The incidence of exacerbations in the NAC group was significantly lower than in the control group (1.31 vs 1.98 exacerbations per patient-year). The average number of exacerbations in the NAC group was 1, compared with 2 in the control group. A total of 24.7% in the NAC group and 11.3% in the control group remained free of any exacerbation during the 12 month period. In addition, while the time to the first exacerbation did not differ between the NAC group and the control group, the time to the second exacerbation was longer in the NAC group.

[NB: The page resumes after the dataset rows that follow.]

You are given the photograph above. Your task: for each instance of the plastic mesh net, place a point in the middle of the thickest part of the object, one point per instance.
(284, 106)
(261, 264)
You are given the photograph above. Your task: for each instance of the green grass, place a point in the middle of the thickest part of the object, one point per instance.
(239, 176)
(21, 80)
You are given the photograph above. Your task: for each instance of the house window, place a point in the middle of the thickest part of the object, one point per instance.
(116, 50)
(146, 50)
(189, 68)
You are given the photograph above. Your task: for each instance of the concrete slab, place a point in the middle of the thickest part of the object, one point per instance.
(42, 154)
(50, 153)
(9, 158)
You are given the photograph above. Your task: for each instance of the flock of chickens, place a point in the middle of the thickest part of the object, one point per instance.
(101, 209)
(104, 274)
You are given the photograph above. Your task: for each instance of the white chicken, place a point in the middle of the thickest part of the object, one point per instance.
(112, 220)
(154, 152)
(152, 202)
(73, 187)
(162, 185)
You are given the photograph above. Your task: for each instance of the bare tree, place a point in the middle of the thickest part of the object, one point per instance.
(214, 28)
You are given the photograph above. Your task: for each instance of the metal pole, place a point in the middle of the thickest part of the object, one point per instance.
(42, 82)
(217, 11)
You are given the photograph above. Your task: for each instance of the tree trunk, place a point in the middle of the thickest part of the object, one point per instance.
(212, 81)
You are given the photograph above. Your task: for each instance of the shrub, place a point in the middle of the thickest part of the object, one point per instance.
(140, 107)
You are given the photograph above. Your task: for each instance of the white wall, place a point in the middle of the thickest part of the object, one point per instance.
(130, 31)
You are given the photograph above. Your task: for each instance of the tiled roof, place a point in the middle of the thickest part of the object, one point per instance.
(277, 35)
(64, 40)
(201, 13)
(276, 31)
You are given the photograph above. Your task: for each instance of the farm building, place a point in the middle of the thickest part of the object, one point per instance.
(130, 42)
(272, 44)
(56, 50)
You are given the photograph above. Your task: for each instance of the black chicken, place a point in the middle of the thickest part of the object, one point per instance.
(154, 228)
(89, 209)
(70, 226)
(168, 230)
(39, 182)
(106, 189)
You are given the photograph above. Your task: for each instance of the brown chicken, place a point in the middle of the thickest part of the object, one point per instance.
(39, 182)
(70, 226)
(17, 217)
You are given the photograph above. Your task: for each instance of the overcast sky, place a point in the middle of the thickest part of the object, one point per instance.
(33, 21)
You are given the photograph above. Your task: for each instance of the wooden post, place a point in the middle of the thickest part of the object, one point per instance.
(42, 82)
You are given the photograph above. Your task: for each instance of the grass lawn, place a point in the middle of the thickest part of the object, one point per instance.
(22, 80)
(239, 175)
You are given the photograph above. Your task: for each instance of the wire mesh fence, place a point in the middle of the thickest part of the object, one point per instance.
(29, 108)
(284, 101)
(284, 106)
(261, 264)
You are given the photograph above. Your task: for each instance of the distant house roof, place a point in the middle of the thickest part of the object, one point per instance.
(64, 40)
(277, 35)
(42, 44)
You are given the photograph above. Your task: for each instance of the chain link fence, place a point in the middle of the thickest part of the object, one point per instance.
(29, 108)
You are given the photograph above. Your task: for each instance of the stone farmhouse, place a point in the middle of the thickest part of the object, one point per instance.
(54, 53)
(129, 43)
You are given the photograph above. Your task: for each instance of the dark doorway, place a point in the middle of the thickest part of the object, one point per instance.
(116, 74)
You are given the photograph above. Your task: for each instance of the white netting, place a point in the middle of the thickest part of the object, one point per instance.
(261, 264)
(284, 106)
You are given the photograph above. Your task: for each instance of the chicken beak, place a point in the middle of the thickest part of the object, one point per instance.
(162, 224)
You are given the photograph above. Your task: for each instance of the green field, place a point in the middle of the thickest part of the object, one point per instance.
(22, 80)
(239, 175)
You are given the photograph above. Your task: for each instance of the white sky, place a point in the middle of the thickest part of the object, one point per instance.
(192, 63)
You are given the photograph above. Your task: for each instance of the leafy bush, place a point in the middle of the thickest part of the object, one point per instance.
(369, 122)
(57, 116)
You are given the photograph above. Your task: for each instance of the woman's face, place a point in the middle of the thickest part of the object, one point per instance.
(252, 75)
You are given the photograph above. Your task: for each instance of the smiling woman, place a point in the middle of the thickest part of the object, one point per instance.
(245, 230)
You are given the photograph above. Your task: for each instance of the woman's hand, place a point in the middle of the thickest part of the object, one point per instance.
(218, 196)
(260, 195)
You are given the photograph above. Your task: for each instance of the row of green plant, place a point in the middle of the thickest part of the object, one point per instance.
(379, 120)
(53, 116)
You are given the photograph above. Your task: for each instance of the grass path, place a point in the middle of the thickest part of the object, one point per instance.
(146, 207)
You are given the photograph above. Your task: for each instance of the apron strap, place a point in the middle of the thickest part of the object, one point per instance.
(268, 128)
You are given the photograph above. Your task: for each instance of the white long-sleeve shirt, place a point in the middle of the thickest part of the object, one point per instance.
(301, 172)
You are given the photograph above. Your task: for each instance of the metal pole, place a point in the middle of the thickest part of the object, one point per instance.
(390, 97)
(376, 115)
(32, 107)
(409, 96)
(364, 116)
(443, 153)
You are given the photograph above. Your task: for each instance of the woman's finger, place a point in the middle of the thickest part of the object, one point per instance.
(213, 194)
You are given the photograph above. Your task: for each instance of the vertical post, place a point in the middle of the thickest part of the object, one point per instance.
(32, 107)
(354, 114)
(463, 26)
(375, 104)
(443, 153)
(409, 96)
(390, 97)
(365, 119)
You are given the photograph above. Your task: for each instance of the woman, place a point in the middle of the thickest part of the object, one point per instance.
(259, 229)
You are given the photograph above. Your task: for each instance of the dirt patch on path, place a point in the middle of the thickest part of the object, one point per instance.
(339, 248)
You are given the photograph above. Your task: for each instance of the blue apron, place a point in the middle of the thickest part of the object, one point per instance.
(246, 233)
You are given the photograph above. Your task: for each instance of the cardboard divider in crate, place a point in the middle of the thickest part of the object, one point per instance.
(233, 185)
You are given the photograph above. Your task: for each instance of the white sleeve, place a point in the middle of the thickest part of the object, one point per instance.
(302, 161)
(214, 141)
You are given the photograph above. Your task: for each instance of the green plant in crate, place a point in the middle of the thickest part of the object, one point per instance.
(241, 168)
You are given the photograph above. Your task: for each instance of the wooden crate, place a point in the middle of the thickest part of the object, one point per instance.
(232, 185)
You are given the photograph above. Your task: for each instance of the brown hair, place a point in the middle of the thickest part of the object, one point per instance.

Commentary: This study is very encouraging in light of a disease with no known cure. Not only did it reduce the number of exacerbations, it also reduced the volume of sputum and improved quality of life.
NAC was also very well tolerated with a low incidence of adverse reactions and long term use of a year was found to be safe. It should be noted that there are subtypes of bronchiectasis, one being a dry bronchiectasis, and it is not clear if these individuals would benefit from NAC. While this study used NAC in oral encapsulated delivery, nebulized NAC might be a more effective way to deliver the medicine. I will be curious to learn if anyone has experience with that.